Composto de três sedimentos, crosta, banha e carne, o torresmo do Bigode & Xororó é tão indescritível na sua apresentação visual quanto no sabor e na crocância que inebria o paladar do energúmeno. Qualquer alfabeto ou interjeição seria insuficiente para expressar o que significa experimentá-lo, seja com os olhos, seja com a língua. Seu aspecto e espectro são ambos um todo indissociável. A mistura do azedo com o salgado deixa no paladar aquele adstringente que dá uma sensação de frescor nas papilas gustativas e uma sede do camelo mais sequioso.
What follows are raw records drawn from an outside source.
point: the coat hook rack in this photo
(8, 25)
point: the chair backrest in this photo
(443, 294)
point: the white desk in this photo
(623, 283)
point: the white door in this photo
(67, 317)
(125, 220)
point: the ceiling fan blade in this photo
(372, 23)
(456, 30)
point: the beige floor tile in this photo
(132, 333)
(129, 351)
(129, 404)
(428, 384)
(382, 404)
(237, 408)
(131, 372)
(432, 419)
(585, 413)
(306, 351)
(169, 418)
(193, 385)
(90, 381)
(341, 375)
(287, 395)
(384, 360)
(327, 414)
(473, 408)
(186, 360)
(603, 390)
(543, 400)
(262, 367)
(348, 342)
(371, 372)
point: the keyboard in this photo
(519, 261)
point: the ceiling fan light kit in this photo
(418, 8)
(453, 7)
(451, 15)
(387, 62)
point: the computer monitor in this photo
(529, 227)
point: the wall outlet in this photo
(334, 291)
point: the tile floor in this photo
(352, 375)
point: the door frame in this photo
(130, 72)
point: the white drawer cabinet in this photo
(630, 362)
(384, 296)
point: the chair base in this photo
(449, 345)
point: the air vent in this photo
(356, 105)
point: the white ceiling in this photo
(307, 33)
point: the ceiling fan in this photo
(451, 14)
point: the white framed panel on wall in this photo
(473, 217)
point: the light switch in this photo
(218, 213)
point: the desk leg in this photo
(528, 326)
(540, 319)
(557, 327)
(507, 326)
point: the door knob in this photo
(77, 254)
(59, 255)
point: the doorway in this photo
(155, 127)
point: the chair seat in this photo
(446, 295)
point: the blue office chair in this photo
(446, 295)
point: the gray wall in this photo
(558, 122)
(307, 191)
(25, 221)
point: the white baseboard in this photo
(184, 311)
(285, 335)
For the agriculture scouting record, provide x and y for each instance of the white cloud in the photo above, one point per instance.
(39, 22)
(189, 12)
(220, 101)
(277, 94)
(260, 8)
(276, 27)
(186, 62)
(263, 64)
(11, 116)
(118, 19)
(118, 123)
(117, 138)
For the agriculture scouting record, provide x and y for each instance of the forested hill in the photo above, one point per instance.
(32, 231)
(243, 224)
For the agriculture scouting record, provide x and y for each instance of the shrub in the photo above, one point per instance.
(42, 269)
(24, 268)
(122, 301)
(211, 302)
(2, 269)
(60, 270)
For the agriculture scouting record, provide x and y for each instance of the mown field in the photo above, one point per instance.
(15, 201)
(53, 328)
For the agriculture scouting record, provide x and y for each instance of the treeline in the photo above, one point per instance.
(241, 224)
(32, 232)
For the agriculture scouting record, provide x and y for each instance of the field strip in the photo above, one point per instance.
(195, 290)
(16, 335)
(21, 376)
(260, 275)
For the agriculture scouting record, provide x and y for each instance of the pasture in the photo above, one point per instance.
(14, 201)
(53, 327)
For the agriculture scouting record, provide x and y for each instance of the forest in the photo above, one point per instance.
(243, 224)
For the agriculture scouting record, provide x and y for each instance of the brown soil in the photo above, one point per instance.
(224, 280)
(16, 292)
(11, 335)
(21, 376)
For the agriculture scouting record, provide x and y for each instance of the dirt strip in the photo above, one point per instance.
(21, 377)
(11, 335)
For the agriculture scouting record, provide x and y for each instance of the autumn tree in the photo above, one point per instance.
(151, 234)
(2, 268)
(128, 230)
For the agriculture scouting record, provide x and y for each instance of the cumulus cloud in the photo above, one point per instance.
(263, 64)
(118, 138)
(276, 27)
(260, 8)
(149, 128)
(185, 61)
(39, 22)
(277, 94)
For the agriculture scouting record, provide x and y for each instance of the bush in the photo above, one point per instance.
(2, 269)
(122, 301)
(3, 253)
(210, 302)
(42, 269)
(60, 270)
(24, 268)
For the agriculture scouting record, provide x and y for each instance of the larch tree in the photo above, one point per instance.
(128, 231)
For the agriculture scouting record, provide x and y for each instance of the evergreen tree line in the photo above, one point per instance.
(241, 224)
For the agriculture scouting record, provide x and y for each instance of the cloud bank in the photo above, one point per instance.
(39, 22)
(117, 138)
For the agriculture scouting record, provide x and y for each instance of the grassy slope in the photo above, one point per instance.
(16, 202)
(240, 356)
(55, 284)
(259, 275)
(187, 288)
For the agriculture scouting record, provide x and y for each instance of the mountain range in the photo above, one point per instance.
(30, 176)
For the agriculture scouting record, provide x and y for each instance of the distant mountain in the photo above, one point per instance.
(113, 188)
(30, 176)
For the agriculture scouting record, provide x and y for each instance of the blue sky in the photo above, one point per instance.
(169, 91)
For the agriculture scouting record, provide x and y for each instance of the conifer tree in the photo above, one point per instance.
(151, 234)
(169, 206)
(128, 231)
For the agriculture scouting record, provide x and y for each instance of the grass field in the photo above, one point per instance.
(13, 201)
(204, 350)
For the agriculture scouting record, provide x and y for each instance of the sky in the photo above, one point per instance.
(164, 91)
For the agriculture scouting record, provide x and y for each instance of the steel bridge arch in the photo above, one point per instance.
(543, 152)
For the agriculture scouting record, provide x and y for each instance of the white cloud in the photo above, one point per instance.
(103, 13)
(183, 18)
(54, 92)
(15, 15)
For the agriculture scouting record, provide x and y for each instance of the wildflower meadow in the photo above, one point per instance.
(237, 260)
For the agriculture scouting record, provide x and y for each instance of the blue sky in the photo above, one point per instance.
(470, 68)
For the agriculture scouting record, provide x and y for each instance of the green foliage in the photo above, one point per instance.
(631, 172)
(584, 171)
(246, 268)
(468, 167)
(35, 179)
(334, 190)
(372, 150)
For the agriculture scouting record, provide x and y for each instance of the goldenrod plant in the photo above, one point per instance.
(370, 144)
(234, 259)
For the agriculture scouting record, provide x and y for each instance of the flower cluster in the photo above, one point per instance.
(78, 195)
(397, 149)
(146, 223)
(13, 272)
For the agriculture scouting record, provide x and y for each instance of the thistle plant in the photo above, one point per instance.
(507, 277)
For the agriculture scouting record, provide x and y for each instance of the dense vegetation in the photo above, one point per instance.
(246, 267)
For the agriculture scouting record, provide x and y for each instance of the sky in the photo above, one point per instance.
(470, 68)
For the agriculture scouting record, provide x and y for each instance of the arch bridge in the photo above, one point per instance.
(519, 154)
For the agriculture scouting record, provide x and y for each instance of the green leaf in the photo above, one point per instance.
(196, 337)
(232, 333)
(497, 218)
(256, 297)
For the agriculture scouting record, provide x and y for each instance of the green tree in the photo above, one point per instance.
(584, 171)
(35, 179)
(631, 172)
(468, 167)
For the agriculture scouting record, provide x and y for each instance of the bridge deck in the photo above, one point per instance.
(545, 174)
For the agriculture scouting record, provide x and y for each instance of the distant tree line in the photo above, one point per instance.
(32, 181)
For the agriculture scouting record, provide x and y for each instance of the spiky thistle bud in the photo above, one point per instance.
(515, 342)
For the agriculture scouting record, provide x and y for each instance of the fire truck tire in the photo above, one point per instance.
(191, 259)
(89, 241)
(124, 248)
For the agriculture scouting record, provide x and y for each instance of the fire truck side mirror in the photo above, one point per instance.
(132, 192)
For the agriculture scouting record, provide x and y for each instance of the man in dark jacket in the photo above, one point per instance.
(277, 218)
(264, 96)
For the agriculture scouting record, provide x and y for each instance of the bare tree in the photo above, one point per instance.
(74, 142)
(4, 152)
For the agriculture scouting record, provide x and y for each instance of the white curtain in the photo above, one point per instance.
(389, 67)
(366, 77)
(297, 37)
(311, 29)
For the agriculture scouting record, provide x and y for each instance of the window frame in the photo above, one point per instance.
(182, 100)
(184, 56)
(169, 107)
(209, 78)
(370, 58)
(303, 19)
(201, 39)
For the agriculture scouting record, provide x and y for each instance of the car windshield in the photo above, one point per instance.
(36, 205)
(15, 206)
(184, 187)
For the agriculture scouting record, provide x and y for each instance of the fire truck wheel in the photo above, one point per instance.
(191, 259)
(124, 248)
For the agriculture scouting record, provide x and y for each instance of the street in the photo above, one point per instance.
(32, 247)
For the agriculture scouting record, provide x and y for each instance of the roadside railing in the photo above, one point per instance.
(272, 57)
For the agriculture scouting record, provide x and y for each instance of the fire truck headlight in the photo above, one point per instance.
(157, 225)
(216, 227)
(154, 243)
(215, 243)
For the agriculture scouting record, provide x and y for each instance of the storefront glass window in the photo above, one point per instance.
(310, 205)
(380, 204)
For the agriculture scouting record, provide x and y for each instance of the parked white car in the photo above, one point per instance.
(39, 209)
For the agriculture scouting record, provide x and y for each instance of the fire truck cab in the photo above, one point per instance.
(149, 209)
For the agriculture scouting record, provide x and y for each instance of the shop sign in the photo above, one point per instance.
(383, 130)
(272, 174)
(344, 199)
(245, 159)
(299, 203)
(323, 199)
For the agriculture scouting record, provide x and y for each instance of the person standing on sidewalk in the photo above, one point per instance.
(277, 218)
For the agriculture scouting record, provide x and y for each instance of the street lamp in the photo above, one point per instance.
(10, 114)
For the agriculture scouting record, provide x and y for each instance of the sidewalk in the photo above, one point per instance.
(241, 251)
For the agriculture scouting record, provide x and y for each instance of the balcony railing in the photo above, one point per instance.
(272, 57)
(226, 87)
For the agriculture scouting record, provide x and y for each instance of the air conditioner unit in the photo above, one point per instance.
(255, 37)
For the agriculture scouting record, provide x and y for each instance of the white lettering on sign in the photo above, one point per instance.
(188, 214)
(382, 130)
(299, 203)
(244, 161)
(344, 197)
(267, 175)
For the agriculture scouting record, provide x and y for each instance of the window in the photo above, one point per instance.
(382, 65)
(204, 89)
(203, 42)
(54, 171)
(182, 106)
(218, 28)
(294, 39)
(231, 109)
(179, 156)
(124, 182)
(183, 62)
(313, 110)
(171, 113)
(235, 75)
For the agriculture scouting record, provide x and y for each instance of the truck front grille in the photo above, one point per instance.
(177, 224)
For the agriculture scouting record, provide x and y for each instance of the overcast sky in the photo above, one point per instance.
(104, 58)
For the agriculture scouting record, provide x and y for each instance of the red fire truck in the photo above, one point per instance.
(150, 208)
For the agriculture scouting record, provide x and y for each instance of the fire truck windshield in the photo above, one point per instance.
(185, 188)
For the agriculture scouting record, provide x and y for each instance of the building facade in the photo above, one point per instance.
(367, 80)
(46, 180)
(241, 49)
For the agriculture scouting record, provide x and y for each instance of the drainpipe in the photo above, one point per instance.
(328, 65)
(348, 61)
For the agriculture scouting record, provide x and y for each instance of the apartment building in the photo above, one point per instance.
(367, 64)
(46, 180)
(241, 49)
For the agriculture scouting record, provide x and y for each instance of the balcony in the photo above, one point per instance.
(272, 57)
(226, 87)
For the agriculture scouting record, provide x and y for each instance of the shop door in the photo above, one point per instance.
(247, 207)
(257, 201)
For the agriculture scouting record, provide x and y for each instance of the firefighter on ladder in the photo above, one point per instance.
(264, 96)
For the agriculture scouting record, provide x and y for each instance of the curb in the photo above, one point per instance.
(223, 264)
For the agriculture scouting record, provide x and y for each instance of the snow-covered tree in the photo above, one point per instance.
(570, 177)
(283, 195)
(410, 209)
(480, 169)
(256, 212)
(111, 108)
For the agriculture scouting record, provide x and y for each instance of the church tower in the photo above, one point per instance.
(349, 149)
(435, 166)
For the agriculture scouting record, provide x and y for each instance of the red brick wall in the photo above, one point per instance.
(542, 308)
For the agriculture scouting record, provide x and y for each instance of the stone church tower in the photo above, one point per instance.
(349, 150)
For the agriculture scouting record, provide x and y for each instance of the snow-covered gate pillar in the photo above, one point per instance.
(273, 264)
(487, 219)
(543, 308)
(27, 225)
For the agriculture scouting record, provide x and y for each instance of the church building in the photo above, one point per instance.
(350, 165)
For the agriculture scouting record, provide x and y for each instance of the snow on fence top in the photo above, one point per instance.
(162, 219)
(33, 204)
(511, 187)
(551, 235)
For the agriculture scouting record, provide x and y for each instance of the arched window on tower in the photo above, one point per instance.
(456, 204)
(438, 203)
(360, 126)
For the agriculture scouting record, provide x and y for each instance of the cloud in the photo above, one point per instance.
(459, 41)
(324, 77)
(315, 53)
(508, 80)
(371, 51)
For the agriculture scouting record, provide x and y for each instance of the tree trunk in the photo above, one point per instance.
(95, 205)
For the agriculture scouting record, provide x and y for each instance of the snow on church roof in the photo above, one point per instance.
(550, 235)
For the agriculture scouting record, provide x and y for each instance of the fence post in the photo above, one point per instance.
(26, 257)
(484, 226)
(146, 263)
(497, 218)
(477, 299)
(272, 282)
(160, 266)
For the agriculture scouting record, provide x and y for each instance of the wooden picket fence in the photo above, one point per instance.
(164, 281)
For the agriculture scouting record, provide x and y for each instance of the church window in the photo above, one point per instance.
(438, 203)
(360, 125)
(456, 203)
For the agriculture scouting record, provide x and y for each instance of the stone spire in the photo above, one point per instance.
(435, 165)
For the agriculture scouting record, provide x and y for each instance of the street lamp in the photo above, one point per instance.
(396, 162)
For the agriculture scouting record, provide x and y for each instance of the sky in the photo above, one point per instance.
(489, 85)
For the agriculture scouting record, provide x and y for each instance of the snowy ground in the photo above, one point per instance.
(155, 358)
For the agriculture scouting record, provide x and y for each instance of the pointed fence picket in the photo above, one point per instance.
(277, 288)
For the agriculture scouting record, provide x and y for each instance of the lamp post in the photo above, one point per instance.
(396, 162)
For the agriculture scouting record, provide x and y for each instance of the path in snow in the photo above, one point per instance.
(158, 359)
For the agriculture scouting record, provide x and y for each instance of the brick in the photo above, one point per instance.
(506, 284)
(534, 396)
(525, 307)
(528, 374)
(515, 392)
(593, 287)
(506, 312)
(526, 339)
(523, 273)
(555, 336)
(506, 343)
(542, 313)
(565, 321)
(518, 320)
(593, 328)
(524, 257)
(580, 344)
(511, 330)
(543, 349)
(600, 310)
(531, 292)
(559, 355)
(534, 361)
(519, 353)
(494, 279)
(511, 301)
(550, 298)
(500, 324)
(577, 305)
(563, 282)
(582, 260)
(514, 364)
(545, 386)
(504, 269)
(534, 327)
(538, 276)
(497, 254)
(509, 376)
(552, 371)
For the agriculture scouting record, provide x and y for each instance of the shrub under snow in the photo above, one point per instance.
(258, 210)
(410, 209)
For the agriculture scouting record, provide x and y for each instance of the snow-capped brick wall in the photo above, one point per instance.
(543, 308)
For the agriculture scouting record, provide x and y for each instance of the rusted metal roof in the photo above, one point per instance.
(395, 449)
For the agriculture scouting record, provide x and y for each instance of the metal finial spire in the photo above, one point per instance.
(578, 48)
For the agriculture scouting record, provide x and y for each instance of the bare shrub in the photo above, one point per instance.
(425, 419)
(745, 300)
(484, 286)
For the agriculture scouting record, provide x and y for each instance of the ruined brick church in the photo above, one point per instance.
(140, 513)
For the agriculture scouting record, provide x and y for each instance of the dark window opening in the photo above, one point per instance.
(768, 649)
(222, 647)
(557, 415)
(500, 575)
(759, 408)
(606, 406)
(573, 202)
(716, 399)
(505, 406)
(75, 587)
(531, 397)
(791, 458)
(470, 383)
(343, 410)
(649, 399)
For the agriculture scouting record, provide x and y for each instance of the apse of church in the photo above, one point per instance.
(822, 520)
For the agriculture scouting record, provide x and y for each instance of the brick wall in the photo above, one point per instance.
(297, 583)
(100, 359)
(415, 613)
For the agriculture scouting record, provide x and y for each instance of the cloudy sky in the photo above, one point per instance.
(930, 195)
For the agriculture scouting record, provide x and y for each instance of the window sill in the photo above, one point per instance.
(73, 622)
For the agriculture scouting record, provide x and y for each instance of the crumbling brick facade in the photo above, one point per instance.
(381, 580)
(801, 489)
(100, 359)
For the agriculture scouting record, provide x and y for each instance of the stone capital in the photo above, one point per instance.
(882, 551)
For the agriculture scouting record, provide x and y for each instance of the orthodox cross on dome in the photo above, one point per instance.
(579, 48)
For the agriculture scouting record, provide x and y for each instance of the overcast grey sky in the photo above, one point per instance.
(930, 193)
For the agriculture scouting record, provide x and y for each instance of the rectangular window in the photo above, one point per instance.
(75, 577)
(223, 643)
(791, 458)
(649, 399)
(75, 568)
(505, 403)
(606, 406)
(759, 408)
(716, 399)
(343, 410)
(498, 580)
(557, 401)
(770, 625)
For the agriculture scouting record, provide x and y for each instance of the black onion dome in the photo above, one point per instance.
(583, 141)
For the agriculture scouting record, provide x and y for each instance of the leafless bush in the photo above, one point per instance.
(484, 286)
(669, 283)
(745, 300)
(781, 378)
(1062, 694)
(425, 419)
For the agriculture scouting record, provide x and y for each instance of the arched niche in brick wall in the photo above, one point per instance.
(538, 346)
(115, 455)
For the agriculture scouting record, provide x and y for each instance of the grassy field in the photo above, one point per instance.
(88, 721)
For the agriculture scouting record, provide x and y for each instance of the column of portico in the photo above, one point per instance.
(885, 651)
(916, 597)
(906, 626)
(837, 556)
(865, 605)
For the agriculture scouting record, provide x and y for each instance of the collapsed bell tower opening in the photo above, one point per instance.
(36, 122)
A filosofia do Bar do Bigode segue o dogma da abençoada e ingênua malícia de todo santo dia – Para levar a vida numa boa é que deve ser. Típico de lá é o método de servir a cerveja joão-bobo. O cliente feliz e salivante ao ver a suada ali, em cima da mesa, na expectativa de sorvê-la, pode tomar um susto com a prestidigitação mandrakeana.

Numa dessas já escutei por lá que, nos primórdios da bodega – quando o Xororó era pequeno... digo, usava fraldas e ainda nem sonhava em ser sócio do João, hermano de DNA do Bigode – que a tábua, onde é fatiada a iguaria, foi comprada de um caixeiro viajante cuja indumentária denunciava sua bíblica procedência. Segundo os donos do Bar, o vendedor (de sandálias, túnica, turbante, barba e o Corão no sovaco) jurou de pés juntos que aquela madeira milenar seria um pedaço original da mesa que estava na Santa Ceia. Pitoresco, não?

Seu cardápio esbanja não só economia no tamanho como também apresenta um extenso rol de tira-gostos variados tanto em espécie monetária quanto na qualidade dos acepipes, que são sempre muito bem-vindos para se mordiscar enquanto se sorve uma cerva pra lá de gelada. Mas com perdão dos racionalistas ou daqueles que se deixam enganar, o torresmo do Bigode já passou de melhor do que. É comida consagrada, em Santa Comunhão, a que muitos são chamados e poucos serão os escolhidos.